We are also at odds with the market around rates in 2016. We anticipate rate hikes from the June quarter of 2016 as the Australian economy derives a considerable boost from a strengthening world economy and the Fed's tightening cycle is in full flow.

The Australian Dollar

The low point in the Australian dollar is likely to be around the September quarter, in the aftermath of the RBA's rate cuts and amid both a strengthening US dollar (as markets focus on the first Fed tightening) and ongoing weakness in the Euro and the Yen (as the European Central Bank and Bank of Japan embrace aggressive quantitative easing).

As indicated above, the RBA views the currency as overvalued and would like to see it fall further. At a minimum, it would like to hold on to the losses already recorded. Westpac puts current AUD/USD fair value in the 79-81¢ range – an estimate that incorporates both the cuts introduced into our forecasts and a lower trajectory for commodity prices out to mid 2015.

In that scenario we see the low point of the Australian dollar as around $US0.80 by June 2015 with near term downside risks. A strengthening world economy; rising commodity prices; the RBA on hold with the next move up; and Australian interest rates still comfortably above US rates are likely to see Australian dollar strengthen through the second half of 2015 and into 2016.

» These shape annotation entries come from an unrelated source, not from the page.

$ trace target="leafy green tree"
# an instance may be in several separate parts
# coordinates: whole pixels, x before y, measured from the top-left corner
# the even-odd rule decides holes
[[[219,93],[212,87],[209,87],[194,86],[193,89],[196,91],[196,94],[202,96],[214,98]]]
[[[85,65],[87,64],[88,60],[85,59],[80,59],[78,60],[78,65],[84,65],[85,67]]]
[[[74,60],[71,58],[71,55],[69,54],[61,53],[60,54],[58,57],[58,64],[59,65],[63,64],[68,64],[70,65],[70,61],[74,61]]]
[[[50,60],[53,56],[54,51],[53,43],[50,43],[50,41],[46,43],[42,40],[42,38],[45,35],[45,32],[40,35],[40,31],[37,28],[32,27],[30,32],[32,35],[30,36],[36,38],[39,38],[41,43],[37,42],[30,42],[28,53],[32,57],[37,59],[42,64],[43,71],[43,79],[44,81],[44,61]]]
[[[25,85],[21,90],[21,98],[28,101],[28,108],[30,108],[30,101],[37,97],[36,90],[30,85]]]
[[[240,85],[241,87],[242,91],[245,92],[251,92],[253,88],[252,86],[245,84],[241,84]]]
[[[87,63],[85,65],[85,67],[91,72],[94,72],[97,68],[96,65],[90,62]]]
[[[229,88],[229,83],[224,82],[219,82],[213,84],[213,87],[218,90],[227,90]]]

As we have seen in previous episodes of Fed hikes the highly preemptive foreign exchange markets are likely to have moved largely before the first ‘well-signalled' move.

In those circumstances we expect the Australian dollar will finish 2015 at around $US0.85 and continue to benefit from strong world growth; rising commodity prices; and rising Australian dollar rates from the June quarter.

Bill Evans is chief economist with Westpac.